BIMSBbioinfo / pigx_bsseq

bisulfite sequencing pipeline from fastq to methylation reports
https://bioinformatics.mdc-berlin.de/pigx/
GNU General Public License v3.0
9 stars 4 forks source link

"make check" fails (out of memory?) #164

Open rekado opened 4 years ago

rekado commented 4 years ago

I tried upgrading the Guix package to 0.1.2 but ran into this error during the check phase:

[Sun Aug 16 12:35:11 2020]
Error in rule deduplication_se:
    jobid: 51
    output: /tmp/guix-build-pigx-bsseq-0.1.2.drv-0/pigx_bsseq-0.1.2/tests/out/05_sorting_deduplication/SEsample_v2copy_se_bt2.sorted.deduped.bam
    log: /tmp/guix-build-pigx-bsseq-0.1.2.drv-0/pigx_bsseq-0.1.2/tests/out/05_sorting_deduplication/SEsample_v2copy_deduplication.log (check log file(s) for error message)
    shell:
        echo ----------  $(date +"[%Y-%m-%d %T]") Starting Now  ---------- > /tmp/guix-build-pigx-bsseq-0.1.2.drv-0/pigx_bsseq-0.1.2/tests/out/05_sorting_deduplication/SEsample_v2copy_deduplication.log; nice -19 /gnu/store/24n38fdh074xbrygcwqwcxw4cmlzwnr4-samtools-1.9/bin/samtools  view -h /tmp/guix-build-pigx-bsseq-0.1.2.drv-0/pigx_bsseq-0.1.2/tests/out/04_mapping/SEsample_v2copy_trimmed_bismark_bt2.bam  |  /gnu/store/4vxq776kskp13xf21vjy9ib7ry8czk08-samblaster-0.1.24/bin/samblaster -r  2> /tmp/guix-build-pigx-bsseq-0.1.2.drv-0/pigx_bsseq-0.1.2/tests/out/05_sorting_deduplication/SEsample_v2copy_deduplication.log | /gnu/store/24n38fdh074xbrygcwqwcxw4cmlzwnr4-samtools-1.9/bin/samtools sort -T=/tmp/guix-build-pigx-bsseq-0.1.2.drv-0/pigx_bsseq-0.1.2/tests/out/05_sorting_deduplication/SEsample_v2copy/ -o /tmp/guix-build-pigx-bsseq-0.1.2.drv-0/pigx_bsseq-0.1.2/tests/out/05_sorting_deduplication/SEsample_v2copy_se_bt2.sorted.deduped.bam -@ 12 -m 12G -l 9 2> /tmp/guix-build-pigx-bsseq-0.1.2.drv-0/pigx_bsseq-0.1.2/tests/out/05_sorting_deduplication/SEsample_v2copy_deduplication.log ; /gnu/store/24n38fdh074xbrygcwqwcxw4cmlzwnr4-samtools-1.9/bin/samtools index /tmp/guix-build-pigx-bsseq-0.1.2.drv-0/pigx_bsseq-0.1.2/tests/out/05_sorting_deduplication/SEsample_v2copy_se_bt2.sorted.deduped.bam >> /tmp/guix-build-pigx-bsseq-0.1.2.drv-0/pigx_bsseq-0.1.2/tests/out/05_sorting_deduplication/SEsample_v2copy_deduplication.log 2>&1 ; echo ----------  $(date +"[%Y-%m-%d %T]") Done  ---------- >> /tmp/guix-build-pigx-bsseq-0.1.2.drv-0/pigx_bsseq-0.1.2/tests/out/05_sorting_deduplication/SEsample_v2copy_deduplication.log;
        (one of the commands exited with non-zero exit code; note that snakemake uses bash strict mode!)

...

Exiting because a job execution failed.

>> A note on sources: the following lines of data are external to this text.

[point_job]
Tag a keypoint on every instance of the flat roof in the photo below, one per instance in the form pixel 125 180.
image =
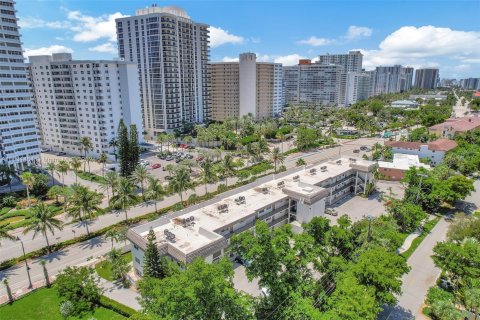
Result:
pixel 211 217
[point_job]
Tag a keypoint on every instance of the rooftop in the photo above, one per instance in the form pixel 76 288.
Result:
pixel 463 124
pixel 403 161
pixel 199 226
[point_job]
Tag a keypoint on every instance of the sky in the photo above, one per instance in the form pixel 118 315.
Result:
pixel 433 33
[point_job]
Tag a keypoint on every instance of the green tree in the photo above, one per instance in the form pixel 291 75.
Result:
pixel 277 157
pixel 152 264
pixel 42 220
pixel 103 160
pixel 125 195
pixel 62 169
pixel 407 215
pixel 155 190
pixel 140 175
pixel 28 179
pixel 123 149
pixel 52 168
pixel 180 181
pixel 208 174
pixel 80 287
pixel 75 165
pixel 83 204
pixel 134 148
pixel 381 270
pixel 207 293
pixel 85 145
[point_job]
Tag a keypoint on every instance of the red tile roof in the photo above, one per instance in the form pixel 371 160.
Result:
pixel 442 145
pixel 403 144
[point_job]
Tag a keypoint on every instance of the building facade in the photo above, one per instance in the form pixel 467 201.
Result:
pixel 83 98
pixel 172 53
pixel 434 151
pixel 19 142
pixel 246 87
pixel 351 62
pixel 292 197
pixel 391 80
pixel 315 84
pixel 427 78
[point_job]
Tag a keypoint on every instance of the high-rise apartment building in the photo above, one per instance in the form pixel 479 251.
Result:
pixel 19 145
pixel 427 78
pixel 391 79
pixel 172 53
pixel 245 87
pixel 315 84
pixel 351 62
pixel 84 98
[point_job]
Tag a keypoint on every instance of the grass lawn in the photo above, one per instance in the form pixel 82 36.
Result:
pixel 427 227
pixel 90 177
pixel 44 304
pixel 104 268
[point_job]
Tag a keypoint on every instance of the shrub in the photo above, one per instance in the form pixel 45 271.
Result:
pixel 9 201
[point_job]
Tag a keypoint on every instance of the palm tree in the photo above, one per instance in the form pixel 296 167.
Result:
pixel 83 204
pixel 75 164
pixel 28 179
pixel 43 220
pixel 43 262
pixel 280 136
pixel 277 157
pixel 103 160
pixel 139 175
pixel 86 145
pixel 62 168
pixel 4 233
pixel 228 167
pixel 113 144
pixel 180 181
pixel 125 195
pixel 111 181
pixel 52 168
pixel 155 190
pixel 208 174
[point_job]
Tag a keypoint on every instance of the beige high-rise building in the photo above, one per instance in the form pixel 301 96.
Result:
pixel 245 87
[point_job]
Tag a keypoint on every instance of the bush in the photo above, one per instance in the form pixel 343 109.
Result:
pixel 117 307
pixel 9 201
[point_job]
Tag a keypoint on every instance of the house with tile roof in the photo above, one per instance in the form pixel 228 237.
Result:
pixel 435 150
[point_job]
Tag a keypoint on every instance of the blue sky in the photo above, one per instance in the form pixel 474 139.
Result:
pixel 444 34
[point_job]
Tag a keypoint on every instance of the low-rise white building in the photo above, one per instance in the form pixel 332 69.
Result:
pixel 84 98
pixel 395 170
pixel 293 197
pixel 434 150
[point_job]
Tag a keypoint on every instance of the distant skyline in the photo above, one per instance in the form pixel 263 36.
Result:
pixel 443 34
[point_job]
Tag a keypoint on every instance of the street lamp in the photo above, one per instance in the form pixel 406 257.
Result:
pixel 26 264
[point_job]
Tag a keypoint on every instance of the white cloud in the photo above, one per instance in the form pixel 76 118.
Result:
pixel 230 59
pixel 218 36
pixel 88 28
pixel 316 42
pixel 47 50
pixel 420 46
pixel 355 32
pixel 32 22
pixel 288 60
pixel 107 47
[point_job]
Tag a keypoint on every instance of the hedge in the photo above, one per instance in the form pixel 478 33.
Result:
pixel 116 306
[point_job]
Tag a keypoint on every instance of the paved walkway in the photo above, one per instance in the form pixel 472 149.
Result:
pixel 421 277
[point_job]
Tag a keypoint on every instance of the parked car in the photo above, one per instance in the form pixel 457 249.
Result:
pixel 331 212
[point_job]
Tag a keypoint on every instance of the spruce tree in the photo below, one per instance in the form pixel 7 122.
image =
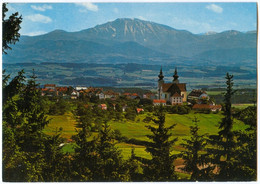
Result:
pixel 134 168
pixel 224 144
pixel 110 165
pixel 247 141
pixel 195 161
pixel 10 28
pixel 85 157
pixel 160 167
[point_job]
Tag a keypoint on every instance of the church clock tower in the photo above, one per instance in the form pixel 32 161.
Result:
pixel 160 83
pixel 175 77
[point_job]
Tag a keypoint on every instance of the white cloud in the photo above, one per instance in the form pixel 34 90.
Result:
pixel 191 25
pixel 87 6
pixel 36 33
pixel 215 8
pixel 10 8
pixel 39 18
pixel 41 8
pixel 141 17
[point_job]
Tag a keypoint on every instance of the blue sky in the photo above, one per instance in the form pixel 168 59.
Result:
pixel 40 18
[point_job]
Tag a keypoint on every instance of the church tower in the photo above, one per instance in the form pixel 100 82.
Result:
pixel 175 77
pixel 160 83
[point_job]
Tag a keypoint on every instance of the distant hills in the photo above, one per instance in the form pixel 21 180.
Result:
pixel 136 41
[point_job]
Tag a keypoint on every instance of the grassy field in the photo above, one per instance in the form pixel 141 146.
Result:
pixel 208 124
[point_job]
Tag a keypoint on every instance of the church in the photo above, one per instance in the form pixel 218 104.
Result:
pixel 173 93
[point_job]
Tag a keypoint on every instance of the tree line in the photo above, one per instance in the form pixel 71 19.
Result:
pixel 31 155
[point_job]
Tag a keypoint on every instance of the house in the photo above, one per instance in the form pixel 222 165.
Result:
pixel 103 106
pixel 134 96
pixel 195 94
pixel 100 95
pixel 138 110
pixel 174 92
pixel 124 108
pixel 176 99
pixel 50 86
pixel 110 94
pixel 79 88
pixel 74 95
pixel 159 102
pixel 210 107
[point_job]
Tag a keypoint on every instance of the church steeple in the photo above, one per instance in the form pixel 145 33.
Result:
pixel 160 76
pixel 175 76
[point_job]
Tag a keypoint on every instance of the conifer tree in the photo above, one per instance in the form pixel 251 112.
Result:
pixel 195 161
pixel 134 168
pixel 10 28
pixel 24 120
pixel 223 153
pixel 160 167
pixel 85 157
pixel 110 165
pixel 247 141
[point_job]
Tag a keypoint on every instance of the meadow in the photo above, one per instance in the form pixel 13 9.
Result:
pixel 208 124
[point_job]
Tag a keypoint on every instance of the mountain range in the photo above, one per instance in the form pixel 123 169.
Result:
pixel 136 41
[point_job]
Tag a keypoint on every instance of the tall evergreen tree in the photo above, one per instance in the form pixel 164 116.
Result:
pixel 85 157
pixel 195 161
pixel 223 153
pixel 110 165
pixel 10 28
pixel 247 141
pixel 160 167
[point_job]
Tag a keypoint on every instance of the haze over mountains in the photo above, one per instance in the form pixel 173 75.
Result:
pixel 136 41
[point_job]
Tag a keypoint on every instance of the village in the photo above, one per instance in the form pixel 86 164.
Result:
pixel 168 94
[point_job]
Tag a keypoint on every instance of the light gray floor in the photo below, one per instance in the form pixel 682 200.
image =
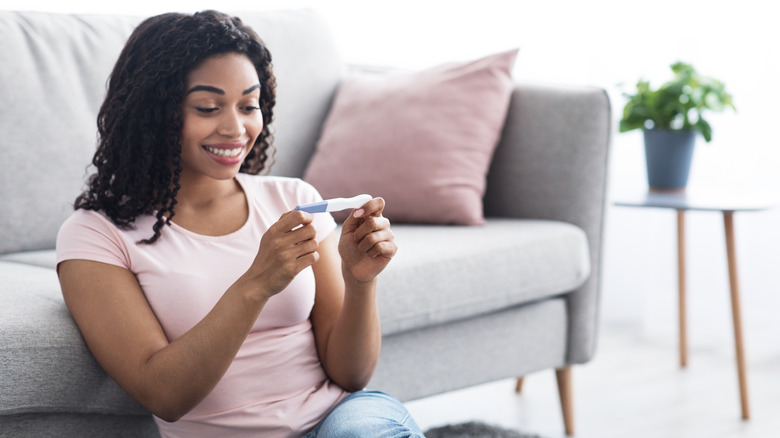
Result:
pixel 633 388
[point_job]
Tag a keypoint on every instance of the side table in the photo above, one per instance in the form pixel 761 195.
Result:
pixel 727 203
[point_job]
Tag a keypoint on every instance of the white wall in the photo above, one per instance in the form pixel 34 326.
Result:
pixel 604 43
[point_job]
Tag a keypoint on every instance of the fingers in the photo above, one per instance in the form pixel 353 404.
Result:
pixel 375 238
pixel 373 207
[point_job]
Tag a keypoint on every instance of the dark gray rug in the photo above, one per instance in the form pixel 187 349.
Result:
pixel 475 429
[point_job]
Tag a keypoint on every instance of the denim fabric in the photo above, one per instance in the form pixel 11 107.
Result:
pixel 367 414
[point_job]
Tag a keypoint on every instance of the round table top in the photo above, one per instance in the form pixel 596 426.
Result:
pixel 709 200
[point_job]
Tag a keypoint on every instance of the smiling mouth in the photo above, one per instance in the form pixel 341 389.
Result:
pixel 227 153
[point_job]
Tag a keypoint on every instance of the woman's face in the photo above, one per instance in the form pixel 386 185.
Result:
pixel 221 117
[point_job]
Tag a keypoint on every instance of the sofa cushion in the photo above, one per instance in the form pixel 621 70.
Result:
pixel 53 81
pixel 421 140
pixel 45 367
pixel 446 273
pixel 46 258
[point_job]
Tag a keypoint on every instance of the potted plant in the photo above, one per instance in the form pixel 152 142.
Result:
pixel 670 117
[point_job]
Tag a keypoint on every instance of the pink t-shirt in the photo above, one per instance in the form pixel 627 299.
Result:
pixel 276 386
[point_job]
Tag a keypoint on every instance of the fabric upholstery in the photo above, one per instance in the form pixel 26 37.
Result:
pixel 543 171
pixel 446 273
pixel 513 342
pixel 44 352
pixel 421 140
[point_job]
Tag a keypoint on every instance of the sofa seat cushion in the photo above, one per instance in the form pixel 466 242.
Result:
pixel 45 367
pixel 446 273
pixel 46 258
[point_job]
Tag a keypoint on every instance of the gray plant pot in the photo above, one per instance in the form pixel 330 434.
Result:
pixel 668 155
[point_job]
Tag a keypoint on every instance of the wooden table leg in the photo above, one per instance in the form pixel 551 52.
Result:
pixel 728 222
pixel 683 331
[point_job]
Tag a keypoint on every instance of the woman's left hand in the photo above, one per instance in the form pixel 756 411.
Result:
pixel 367 244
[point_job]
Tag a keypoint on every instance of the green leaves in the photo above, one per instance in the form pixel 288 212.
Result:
pixel 678 104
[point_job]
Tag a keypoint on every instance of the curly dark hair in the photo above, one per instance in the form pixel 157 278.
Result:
pixel 138 157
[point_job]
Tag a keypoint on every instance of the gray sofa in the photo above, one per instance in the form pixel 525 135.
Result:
pixel 460 306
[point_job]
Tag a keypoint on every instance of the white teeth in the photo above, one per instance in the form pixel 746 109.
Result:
pixel 229 153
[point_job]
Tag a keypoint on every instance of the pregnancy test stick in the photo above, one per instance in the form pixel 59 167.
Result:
pixel 335 204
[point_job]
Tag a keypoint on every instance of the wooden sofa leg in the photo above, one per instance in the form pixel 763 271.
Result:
pixel 563 375
pixel 519 385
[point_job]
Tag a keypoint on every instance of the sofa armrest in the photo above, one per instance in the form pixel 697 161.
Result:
pixel 551 163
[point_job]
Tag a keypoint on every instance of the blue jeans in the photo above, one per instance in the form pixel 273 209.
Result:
pixel 367 414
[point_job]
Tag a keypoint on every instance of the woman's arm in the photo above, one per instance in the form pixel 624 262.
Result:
pixel 345 316
pixel 170 378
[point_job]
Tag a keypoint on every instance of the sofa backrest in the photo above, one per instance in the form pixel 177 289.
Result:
pixel 53 72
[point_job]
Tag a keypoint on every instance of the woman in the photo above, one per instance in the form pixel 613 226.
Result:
pixel 197 286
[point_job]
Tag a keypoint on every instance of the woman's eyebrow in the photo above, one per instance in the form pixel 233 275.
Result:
pixel 220 91
pixel 250 89
pixel 206 88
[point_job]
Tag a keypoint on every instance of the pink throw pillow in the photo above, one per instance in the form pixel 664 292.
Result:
pixel 423 141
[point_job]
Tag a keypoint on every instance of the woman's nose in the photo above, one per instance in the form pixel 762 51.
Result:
pixel 232 125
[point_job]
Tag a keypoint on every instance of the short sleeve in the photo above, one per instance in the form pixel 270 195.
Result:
pixel 88 235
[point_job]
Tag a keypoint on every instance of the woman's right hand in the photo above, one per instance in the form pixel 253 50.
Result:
pixel 287 248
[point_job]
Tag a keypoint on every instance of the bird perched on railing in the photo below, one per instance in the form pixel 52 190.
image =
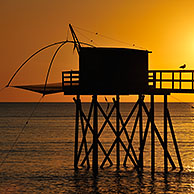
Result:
pixel 182 66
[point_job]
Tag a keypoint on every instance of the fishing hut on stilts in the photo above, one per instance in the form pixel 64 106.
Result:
pixel 119 71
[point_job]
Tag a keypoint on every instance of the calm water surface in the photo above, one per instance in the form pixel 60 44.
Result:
pixel 42 159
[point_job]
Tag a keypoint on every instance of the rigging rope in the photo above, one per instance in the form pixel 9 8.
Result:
pixel 20 132
pixel 48 72
pixel 186 103
pixel 50 45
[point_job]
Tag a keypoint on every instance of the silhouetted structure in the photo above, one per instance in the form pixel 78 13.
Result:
pixel 119 71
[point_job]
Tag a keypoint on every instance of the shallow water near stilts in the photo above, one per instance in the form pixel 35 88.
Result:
pixel 42 161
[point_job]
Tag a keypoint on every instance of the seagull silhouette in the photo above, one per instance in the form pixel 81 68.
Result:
pixel 182 66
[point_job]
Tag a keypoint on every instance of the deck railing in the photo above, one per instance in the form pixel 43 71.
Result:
pixel 70 78
pixel 171 79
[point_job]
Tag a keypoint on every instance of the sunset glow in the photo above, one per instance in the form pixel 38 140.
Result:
pixel 163 27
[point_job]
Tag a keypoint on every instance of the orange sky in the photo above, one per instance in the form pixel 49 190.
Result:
pixel 162 26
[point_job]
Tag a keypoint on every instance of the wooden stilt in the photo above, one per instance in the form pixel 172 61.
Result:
pixel 152 137
pixel 160 139
pixel 131 139
pixel 95 137
pixel 140 132
pixel 165 135
pixel 117 130
pixel 76 134
pixel 84 132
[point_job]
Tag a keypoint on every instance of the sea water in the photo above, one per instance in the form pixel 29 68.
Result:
pixel 41 159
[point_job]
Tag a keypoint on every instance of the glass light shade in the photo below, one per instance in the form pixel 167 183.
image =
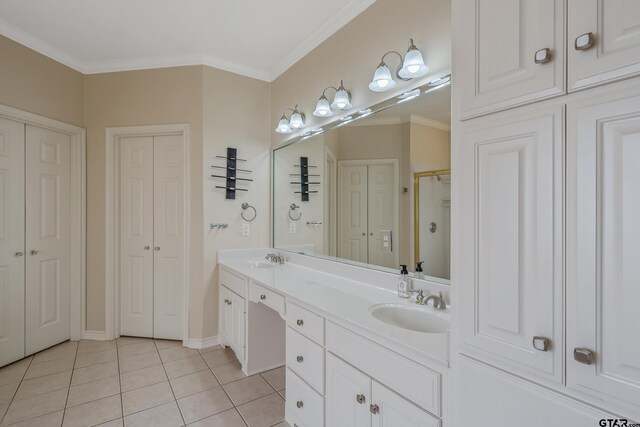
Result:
pixel 322 108
pixel 283 126
pixel 296 121
pixel 413 65
pixel 382 80
pixel 341 100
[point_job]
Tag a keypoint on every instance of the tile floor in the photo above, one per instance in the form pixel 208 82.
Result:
pixel 138 382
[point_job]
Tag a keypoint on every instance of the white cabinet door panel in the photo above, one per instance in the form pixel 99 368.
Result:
pixel 48 238
pixel 512 203
pixel 136 236
pixel 168 237
pixel 12 258
pixel 497 53
pixel 615 54
pixel 603 240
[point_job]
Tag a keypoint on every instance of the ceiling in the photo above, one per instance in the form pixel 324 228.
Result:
pixel 256 38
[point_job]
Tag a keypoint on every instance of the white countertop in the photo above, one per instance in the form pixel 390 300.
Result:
pixel 347 302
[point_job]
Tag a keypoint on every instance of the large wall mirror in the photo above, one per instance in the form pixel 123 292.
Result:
pixel 372 189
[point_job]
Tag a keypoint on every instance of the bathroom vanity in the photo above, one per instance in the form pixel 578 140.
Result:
pixel 353 355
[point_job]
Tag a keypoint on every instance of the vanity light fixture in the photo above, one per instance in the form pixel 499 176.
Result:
pixel 411 66
pixel 295 122
pixel 341 101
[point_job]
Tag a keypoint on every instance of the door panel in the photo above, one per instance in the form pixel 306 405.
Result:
pixel 512 183
pixel 498 55
pixel 136 234
pixel 603 245
pixel 168 237
pixel 344 384
pixel 12 264
pixel 616 52
pixel 48 238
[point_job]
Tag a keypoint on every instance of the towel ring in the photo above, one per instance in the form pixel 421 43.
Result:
pixel 293 208
pixel 246 206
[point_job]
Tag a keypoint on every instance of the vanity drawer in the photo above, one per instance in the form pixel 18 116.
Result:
pixel 306 358
pixel 415 382
pixel 259 293
pixel 234 282
pixel 303 402
pixel 307 323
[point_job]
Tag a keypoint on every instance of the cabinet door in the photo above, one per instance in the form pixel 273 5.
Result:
pixel 498 49
pixel 12 248
pixel 603 243
pixel 615 50
pixel 391 410
pixel 511 211
pixel 348 395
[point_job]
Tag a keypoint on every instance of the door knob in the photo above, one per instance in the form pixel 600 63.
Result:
pixel 585 41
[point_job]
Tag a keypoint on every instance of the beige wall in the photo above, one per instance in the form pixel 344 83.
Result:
pixel 353 53
pixel 32 82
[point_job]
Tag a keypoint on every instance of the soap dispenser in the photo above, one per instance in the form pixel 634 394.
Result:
pixel 404 283
pixel 419 274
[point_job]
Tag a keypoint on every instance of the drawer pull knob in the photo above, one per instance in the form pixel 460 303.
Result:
pixel 585 41
pixel 543 56
pixel 583 355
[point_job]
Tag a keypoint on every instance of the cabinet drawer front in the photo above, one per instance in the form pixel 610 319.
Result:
pixel 413 381
pixel 267 297
pixel 303 402
pixel 307 323
pixel 306 358
pixel 234 282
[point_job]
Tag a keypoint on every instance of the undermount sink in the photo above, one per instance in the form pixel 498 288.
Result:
pixel 411 318
pixel 259 264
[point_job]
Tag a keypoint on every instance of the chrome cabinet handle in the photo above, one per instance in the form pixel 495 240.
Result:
pixel 584 355
pixel 541 343
pixel 543 56
pixel 584 41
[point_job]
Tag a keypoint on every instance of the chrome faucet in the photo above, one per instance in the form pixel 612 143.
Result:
pixel 275 258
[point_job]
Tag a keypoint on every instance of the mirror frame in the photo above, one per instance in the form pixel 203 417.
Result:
pixel 408 95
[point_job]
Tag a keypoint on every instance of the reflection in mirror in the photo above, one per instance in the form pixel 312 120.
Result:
pixel 346 192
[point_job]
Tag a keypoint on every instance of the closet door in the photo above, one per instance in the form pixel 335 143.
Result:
pixel 11 241
pixel 136 236
pixel 168 237
pixel 48 242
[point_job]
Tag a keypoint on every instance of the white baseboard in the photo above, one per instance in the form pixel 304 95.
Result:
pixel 203 343
pixel 94 335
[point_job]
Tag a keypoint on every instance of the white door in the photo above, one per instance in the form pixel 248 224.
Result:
pixel 48 243
pixel 168 237
pixel 498 53
pixel 12 260
pixel 615 51
pixel 603 244
pixel 136 236
pixel 348 395
pixel 391 410
pixel 381 215
pixel 511 204
pixel 353 205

Look above for error message
Complete log: /tmp/guix-build-pigx-bsseq-0.1.2.drv-0/pigx_bsseq-0.1.2/tests/out/.snakemake/log/2020-08-16T123444.205988.snakemake.log
ERROR: could not find bismark report for PEsample_wgbs_1_val_1_bt2

Looking at the log file I see that I don't have enough memory:

cat /tmp/guix-build-pigx-bsseq-0.1.2.drv-0/pigx_bsseq-0.1.2/tests/out/05_sorting_deduplication/SEsample_v2_deduplication.log
samtools sort: couldn't allocate memory for bam_mem
m stdin
samblaster: Outputting to stdout
samblaster: Loaded 1 header sequence entries.

Is this expected? Oh, wait: it is! The command looks like this: ... -m 12G.... Why that much memory? Can we get by with less?

Alternatively, can we disable this step for the test suite?

alexg9010 commented 4 years ago

Hi @rekado,

I guess we can lower these requirements, they are defined in the settings file (https://github.com/BIMSBbioinfo/pigx_bsseq/blob/master/etc/settings.yaml.in#L101).

I just realized now that these memory and thread settings refer to samtools actually, however these settings should probably be as rule specific as possible and thus I need to add another section for the deduplication_se/_pe rules.

Probably we should also try some profiling to determine minimum memory requirement to achieve a acceptable pipeline runtime.